Alternativa B - Evidenciam que o apoio de parte da Igreja Católica ao golpe de 1964 obscureceu os movimentos de resistência, o que complexifica a visão sobre a instituição.
Análise Histórica
Esta questão aborda um tema fundamental para o entendimento do período da Ditadura Militar no Brasil (1964-1985): a divisão interna da Igreja Católica.
Contexto Histórico
Durante a ditadura, a Igreja Católica não atuou como um bloco monolítico. Havia duas correntes principais:
- Setor Conservador: Apoiou abertamente o golpe militar de 1964. Participaram ativamente da "Marcha da Família com Deus pela Liberdade", um grande evento que legitimou a tomada de poder pelos militares.

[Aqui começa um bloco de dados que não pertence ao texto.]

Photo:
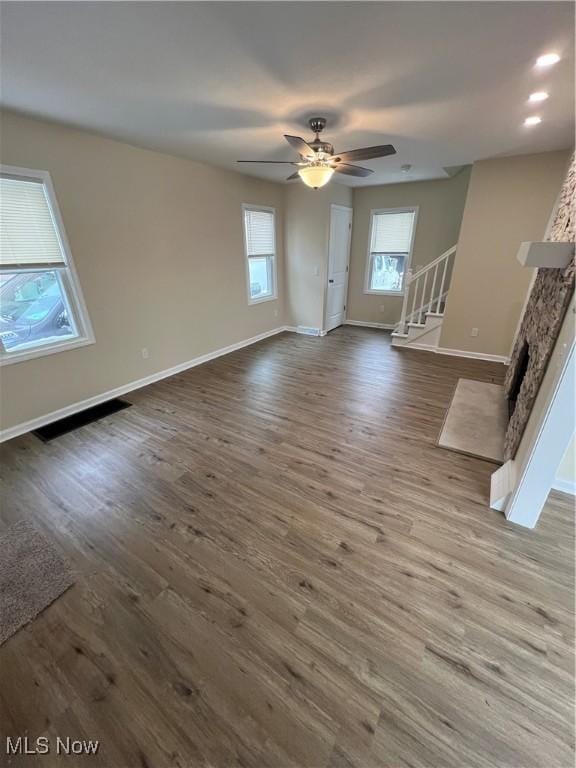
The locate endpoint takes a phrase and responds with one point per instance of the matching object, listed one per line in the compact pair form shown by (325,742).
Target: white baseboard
(566,486)
(61,413)
(474,355)
(384,326)
(457,353)
(304,330)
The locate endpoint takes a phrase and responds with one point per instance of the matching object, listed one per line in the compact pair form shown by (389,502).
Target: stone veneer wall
(542,318)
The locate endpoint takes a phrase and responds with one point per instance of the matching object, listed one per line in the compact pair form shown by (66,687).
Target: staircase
(424,302)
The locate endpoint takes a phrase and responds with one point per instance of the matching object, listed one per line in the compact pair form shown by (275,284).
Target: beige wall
(567,469)
(158,246)
(440,203)
(307,224)
(509,201)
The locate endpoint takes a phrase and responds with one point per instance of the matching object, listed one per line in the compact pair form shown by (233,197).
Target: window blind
(28,234)
(392,232)
(259,227)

- Setor Progressista: Com o endurecimento do regime (especialmente após o AI-5, em 1968), muitos setores da Igreja passaram a apoiar a resistência. Bispos, padres e freiras começaram a denunciar violações de direitos humanos, torturas e desaparecimentos políticos.
Por que a Alternativa B é a Correta?
A alternativa B captura a essência dessa dualidade:
- Complexidade Institucional: Mostra que a visão da Igreja não é simples; ela teve tanto apoiadores quanto críticos do regime.
- Contradição: O apoio inicial de parte da hierarquia (conservadores) muitas vezes serviu para esconder ou dificultar a percepção imediata da resistência que vinha sendo organizada por outros setores (progressistas).
Por que as outras estão incorretas?
- (A) Focar apenas na "oposição entre mulheres" é reducionista. A divisão ocorreu entre setores institucionais e ideológicos, não apenas de gênero.
- (C) Embora descreva fatos temporais corretos (1964 e momentos posteriores), ela é menos analítica. Questões de história buscam explicar o significado político/social, não apenas listar datas.
- (D) A Teologia da Libertação surgiu justamente como uma resposta cristã à luta contra a opressão. Não houve uma "ruptura" interna que gerasse apoiadores do regime dentro desse grupo específico; pelo contrário, era um grupo marcadamente oposicionista.